Somehow tied into the idea that some Jews can benefit from (white) privilege is the apparent invisibility of Jewishness of many if not most Jews. I can walk the streets of Amsterdam and no one will think, suspect or know that I am Jewish: there are no visible markers. It is up to me when or when not to ‘come out as a Jew’. I can decide when I am vulnerable for potential discrimination and when not. Wekker mentions this invisibility as understandable yet standing in the way to get to ‘outspoken solidarity’ between Jews and other minorities. Understandable, because of the historically ingrained lesson that it is dangerous for Jews to ‘come out of the closet as Jews’. But hampering, because the invisibility diminishes the extent to which Jews can become part of two-way solidarity building. She concludes this thought with expressing the wish for more Jewish visibility in the antiracism movement. 

I am glad that Wekker brings up this important observation and analysis. And I agree with her about the inherent importance of becoming visible both as individual Jews and as communities, especially in the project of solidarity building. It is important to mention that Jews of color navigate this invisibility slightly differently. In their invisibility they can hide their Jewishness and in doing so protect themselves against antisemitism; they cannot however shed their skin. Their invisibility only works towards minimizing the effects of oppression on one axis of their identity. 

But more than this being about using this invisibility ‘superpower’ in order to gain privilege, I would argue it is more often used to protect oneself from hate or the inherited trauma of hate. There is a difference in the intention with which one ‘uses’ white privilege. In order to come to true solidarity I believe not only Jews will have to find the courage to become visible, but others will have to try to understand that this invisibility is not instrumentalized to gain superiority and that Jews are generally very aware of the fact that their privilege through invisibility will not protect them when push comes to shove. 

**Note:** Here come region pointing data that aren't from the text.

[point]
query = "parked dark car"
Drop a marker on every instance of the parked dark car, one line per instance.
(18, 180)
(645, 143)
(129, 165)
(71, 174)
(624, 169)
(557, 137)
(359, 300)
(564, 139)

Wekker describes this layered, fluid and complex position of Jews with regards to (in)visibility, possible individual privilege and solidarity as an ‘entanglement’ that needs to be disentangled in order to move forward together. Although she thinks that there is not nearly enough solidarity yet between minorities and movements to push for the necessary societal reform, she concludes ‘I am aware of the fact that all sorts of processes have been set in motion’. I can only be grateful for playing my part in setting a conversation in motion with this exhibition.

Opening tonight at 18:00 (CEST) on JCK.nl.

The exhibition ‘Are Jews white?’, which I co-curated for the Jewish Museum in Amsterdam, opens on June 8th. The exhibition centres around the exploration of where Jews find themselves in the identity politics spectrum of Black and White and how that impacts the way in which Jews move through the intersectional emancipation movements in the Netherlands.

This blog is part of a triptych in which I reflect on the question of intersectionality, Jewish activism and in/exclusion through the contributions of Jelle Zijlstra, Gloria Wekker and Stephan Sanders to the main video installation in the exhibition.